South Africa has temporarily suspended use of a coronavirus vaccine developed by AstraZeneca and Oxford University after preliminary findings showed the jab had little impact on curbing mild-to-moderate illness due to a variant strain.

The announcement from South Africa’s Health Minister Dr. Zweli Mkhize on Sunday followed shortly after the country received 1 million doses of the AstraZeneca vaccine, which was intended to rollout this week.

Researchers investigated the effectiveness of the vaccine given the resurgence of cases driven by a more transmissible and likely more virulent variant called B.1.351.


Findings stemmed from a Phase 2 trial with 2,000 healthy participants aged 18 to 65. Volunteers either had two doses of vaccine or a placebo. Prof.

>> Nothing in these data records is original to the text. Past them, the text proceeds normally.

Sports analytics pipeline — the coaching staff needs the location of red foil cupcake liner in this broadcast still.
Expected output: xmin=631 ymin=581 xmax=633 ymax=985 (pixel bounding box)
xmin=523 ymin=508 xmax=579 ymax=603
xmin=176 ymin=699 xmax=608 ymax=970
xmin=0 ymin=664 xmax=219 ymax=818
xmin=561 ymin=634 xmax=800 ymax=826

Shabir Madhi with the University of the Witwatersrand ultimately suggested that the vaccine did not protect against mild-to-moderate COVID-19. However, scientists still remain hopeful that the vaccine may offer protection against severe courses of disease.

Madhi said before the variant emerged, the vaccine was showing “tremendous potential” in reducing mild-to-moderate illness with about 75% effectiveness, until the end of October.

Results show that variant cases later cropped up among 19 of 748 vaccinated participants, and 20 cases occurred among 714 participants given the placebo, suggesting the vaccine was not effective in protecting against mild-to-moderate illness. These results translate to a vaccine efficacy of 10.4%, though this figure may fluctuate with a larger trial size.


A spokesperson for AstraZeneca told Fox News that the study couldn’t determine vaccine efficacy among severe cases given its trial design, as the researchers also noted.

“This was a small study with predominantly young (average 31 years) healthy adults, where severe disease is not predominant,” reads the emailed statement from AstraZeneca. “No severe disease or hospitalisation was observed in the vaccine or control participants. We believe our vaccine will protect against severe disease caused by the new B.1.351 variant, as neutralising antibody activity is equivalent to that seen with other COVID-19 vaccines that have demonstrated activity against more severe disease, and particularly when the dosing interval is optimised to 8-12 weeks. We are working closely with the South African Ministry of Health on how best to support the evaluation of COVID-19 Vaccine AstraZeneca against severe disease of the B.1.351 variant, and how to bring this vaccine to the South African people.”


Mkhize called the findings “disappointing,” because the country was ready to roll out the vaccines, but he said health care workers will instead receive vaccines developed by Johnson & Johnson and Pfizer. The health minister said scientists are determining the best approach for the AstraZeneca vaccines, and will return with a proposal.

Johnson & Johnson recently announced that its single-shot coronavirus vaccine was 66% effective in preventing moderate-to-severe COVID-19 in a global trial, and 57% effective in South Africa at 28 days post-vaccination. Early results suggest Pfizer’s vaccine will remain effective against the variant, though the company is working on a variant booster shot to better protect against strains.